Siracusa, arrestato per corruzione colonnello della Guardia di finanza

Siracusa, arrestato per corruzione colonnello della Guardia di finanza”

Le 16 le misure cautelari sono state eseguite nella notte dalla Guardia di Finanza.

Tra i 16 accusati, 14 sono finiti in carcere e 2 agli arresti domiciliari, tutti però sono coinvolti a diverso titolo in fatti di corruzione commessi per sgonfiare gli importi delle imposte da pagare da parte di imprese già sottoposte a verifiche fiscali. L'indagine, condotta dal pm di Venezia, Stefano Ancilotto, è nata da alcune intercettazioni che erano state eseguite nell'ambito dell'inchiesta Mose.

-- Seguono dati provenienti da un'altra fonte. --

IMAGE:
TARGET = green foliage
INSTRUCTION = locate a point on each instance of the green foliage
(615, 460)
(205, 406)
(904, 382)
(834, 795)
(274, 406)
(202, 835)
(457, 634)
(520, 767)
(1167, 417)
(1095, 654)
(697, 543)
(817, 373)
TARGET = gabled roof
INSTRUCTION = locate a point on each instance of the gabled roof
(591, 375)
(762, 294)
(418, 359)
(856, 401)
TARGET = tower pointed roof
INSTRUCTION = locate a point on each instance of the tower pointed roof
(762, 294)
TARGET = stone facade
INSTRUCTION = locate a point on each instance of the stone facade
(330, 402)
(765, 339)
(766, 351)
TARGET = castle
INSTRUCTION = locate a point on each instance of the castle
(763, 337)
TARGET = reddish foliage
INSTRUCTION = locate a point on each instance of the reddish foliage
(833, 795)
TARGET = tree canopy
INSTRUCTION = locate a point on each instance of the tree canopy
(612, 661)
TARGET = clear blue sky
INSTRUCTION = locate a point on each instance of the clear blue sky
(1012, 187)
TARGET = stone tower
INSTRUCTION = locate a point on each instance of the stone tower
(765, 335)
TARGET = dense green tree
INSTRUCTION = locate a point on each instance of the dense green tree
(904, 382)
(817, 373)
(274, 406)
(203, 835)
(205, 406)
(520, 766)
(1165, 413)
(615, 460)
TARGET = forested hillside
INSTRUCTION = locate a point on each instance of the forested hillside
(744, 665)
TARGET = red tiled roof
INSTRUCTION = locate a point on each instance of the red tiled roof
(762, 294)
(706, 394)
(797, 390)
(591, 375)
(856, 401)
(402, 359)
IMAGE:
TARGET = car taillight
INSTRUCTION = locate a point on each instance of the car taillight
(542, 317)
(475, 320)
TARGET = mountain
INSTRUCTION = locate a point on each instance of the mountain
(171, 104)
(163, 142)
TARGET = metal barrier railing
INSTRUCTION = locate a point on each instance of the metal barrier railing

L'ipotesi è che quella di un sistema corruttivo nel quale chi aveva responsabilità negli uffici di Gdf e Agenzia delle Entrate si sarebbe accordato con gli imprenditori, dietro somme di denaro e costosi regali, per forti sconti nelle sanzioni per evasione fiscale.

Sempre secondo gli inquirenti, l'imprenditore avrebbe "ottenuto che venisse ritardata la notifica di altri avvisi di accertamento per debiti tributari, in modo da poter chiedere rimborsi IVA, ammontanti a 600.000 euro, che altrimenti non avrebbe potuto legittimamente ottenere". Nelle vicende corruttive pare abbiano partecipato con ruoli attivi i familiari dell'imprenditore. I titolari delle imprese ispezionate avrebbero corrotto un ufficiale della Guardia di Finanza ed un funzionario dell'Agenzia delle Entrate, con l'intermediazione di una commercialista trevigiana. E poi Elio Borrelli, ai vertici dell'Agenzia delle entrate prima a Venezia, ora in Abruzzo, Christian David e Massimo Esposito, rispettivamente responsabile delle verifiche ed ex direttore dell'Agenzia di Venezia e un giudice tributario, Cesare Rindone.

Per quanto riguarda quanto fatto da Massimo Nacchiniello, il tenente colonnello è sotto accusa per i reati che ha commesso quando prestava servizio ad Udine. In cambio, l'imprenditore friulano avrebbe assunto il figlio del primo ufficiale e avrebbe offerto altre regalie.